Nietzsche hat das ganz richtig gesehen, daß, wenn man Religion abschafft, man ein Äquivalent braucht. Und es gibt ein Wort von Nietzsche, wo er sagt: Es war die größte Idee, die das Christentum in die Welt gebracht hat, daß der Mensch Gott lieben soll, das heißt, daß er sich auf etwas beziehen soll, das größer ist als er. Als Atheist glaubte Nietzsche nun, er müsse ein Äquivalent schaffen, und das war der Ubermensch. Die Hoffnung also, daß in der Zukunft etwas liegen werde, das größer ist als der Mensch. Der Mensch sollte sich nur als Durchgangsstadium verstehen, hin zu diesem Menschen der Zukunft. Diese Utopie können wir nicht mehr haben.
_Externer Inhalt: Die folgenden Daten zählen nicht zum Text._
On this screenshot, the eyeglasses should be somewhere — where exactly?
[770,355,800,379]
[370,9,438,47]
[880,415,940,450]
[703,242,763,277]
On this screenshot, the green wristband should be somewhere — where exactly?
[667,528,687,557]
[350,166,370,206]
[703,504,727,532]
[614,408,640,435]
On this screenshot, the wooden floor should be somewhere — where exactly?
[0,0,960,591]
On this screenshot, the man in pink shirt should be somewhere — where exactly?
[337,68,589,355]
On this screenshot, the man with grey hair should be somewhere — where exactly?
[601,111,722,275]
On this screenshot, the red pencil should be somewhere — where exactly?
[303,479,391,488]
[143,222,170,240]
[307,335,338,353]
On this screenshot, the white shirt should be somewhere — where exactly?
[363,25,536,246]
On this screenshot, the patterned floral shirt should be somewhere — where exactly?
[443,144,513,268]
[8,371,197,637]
FURCHE: So bleibt nur noch der Konsum...

SPAEMANN: Entweder es bleibt der Konsum. Das heißt, die Definition des Menschen durch das, was in ihm das Geringste ist. Es ist eine untermenschliche Definition, indem er unter sein Niveau geht. Oder die Frage muß noch einmal gestellt werden, ob der Mensch sich nicht als Gegenwart einer größeren Wirklichkeit in der Welt verstehen muß. Das meint auch das Zitat von Sinjawski: Es wird Zeit, an Gott zu denken.

Das Gespräch führte Siegmund Kastner.